Retrieving Eternal Generation

Edited by Fred Sanders and Scott R. Swain

Grand Rapids, Michigan: Zondervan, 2017. 304 pages. Softcover. $34.99.

Reviewed by Rev. Christopher J. Neuendorf, Pastor, Holy Cross Evangelical Lutheran Church, Davenport, Iowa on 07/31/2018

It is perhaps an indictment of my own unfamiliarity with current Evangelical theology that I did not realize that the doctrine of eternal generation was in need of retrieval. The doctrine has, in fact, been challenged not only by liberal scholarship, for whom even traditional theism is up for grabs, but also by conscientious and serious theologians who view it as an unscriptural innovation, an invasion of heathen philosophy that compromises the perfect equality and full divinity of the persons of the Godhead. It is therefore in need of a careful defense that builds upon clear scriptures and gives a coherent account of the relations between the persons of the Trinity. This need is met, and then some, by the essays collected in the present volume.

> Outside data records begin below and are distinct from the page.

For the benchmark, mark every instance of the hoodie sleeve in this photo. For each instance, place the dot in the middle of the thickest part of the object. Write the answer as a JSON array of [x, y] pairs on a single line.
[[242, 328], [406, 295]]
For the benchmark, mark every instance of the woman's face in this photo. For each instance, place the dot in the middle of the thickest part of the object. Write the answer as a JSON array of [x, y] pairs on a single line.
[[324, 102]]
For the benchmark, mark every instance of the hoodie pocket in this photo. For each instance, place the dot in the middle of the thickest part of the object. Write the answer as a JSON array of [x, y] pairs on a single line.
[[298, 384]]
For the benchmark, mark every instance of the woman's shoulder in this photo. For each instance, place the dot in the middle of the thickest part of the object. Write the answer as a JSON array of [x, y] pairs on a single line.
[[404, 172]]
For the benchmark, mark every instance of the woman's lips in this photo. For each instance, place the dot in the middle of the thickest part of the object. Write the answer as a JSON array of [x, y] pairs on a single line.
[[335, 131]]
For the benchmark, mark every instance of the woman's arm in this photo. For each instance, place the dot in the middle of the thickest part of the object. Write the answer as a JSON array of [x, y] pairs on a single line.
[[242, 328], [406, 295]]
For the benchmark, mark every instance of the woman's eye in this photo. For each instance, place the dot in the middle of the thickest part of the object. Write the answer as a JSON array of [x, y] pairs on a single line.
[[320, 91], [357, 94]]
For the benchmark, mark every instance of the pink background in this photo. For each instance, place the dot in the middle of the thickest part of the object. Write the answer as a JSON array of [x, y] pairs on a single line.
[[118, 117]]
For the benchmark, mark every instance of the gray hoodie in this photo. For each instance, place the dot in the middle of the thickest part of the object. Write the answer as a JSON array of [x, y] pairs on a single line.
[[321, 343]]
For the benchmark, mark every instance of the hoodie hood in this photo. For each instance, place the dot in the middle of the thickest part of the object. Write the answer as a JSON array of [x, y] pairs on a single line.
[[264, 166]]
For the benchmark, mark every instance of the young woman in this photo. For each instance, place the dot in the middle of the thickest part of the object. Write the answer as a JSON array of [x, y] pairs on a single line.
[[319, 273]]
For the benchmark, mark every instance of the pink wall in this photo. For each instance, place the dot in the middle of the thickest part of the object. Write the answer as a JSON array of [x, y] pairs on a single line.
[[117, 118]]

Retrieving Eternal Generation is divided into three parts: biblical reasoning (pp. 27–146), historical witnesses (pp. 147–240), and contemporary statements (pp. 241–285). The first section is the strongest, employing sound exegetical techniques to demonstrate the scriptural warrant for the traditional teaching on eternal generation. Particularly valuable is Charles Lee Irons’ essay, “A Lexical Defense of the Johannine ‘Only Begotten’” (pp. 98–116), which should put to rest the longstanding claims that the term μονογενής means simply “unique” without reference to any relation of origin. The historical section displays a deep reverence for the patristic tradition, while maintaining steadfast fidelity to the scriptures first and foremost. The final section deals less with current objections to eternal generation than one might hope, but nevertheless aims successfully to provide a way of thinking about the Trinity that faithfully incorporates the scriptural data and integrates with the wider system of theology, particularly soteriology. Overall, Retrieving Eternal Generation is an informative, engaging read that encourages the contemplation of God in himself, a sort of proleptic beatific vision.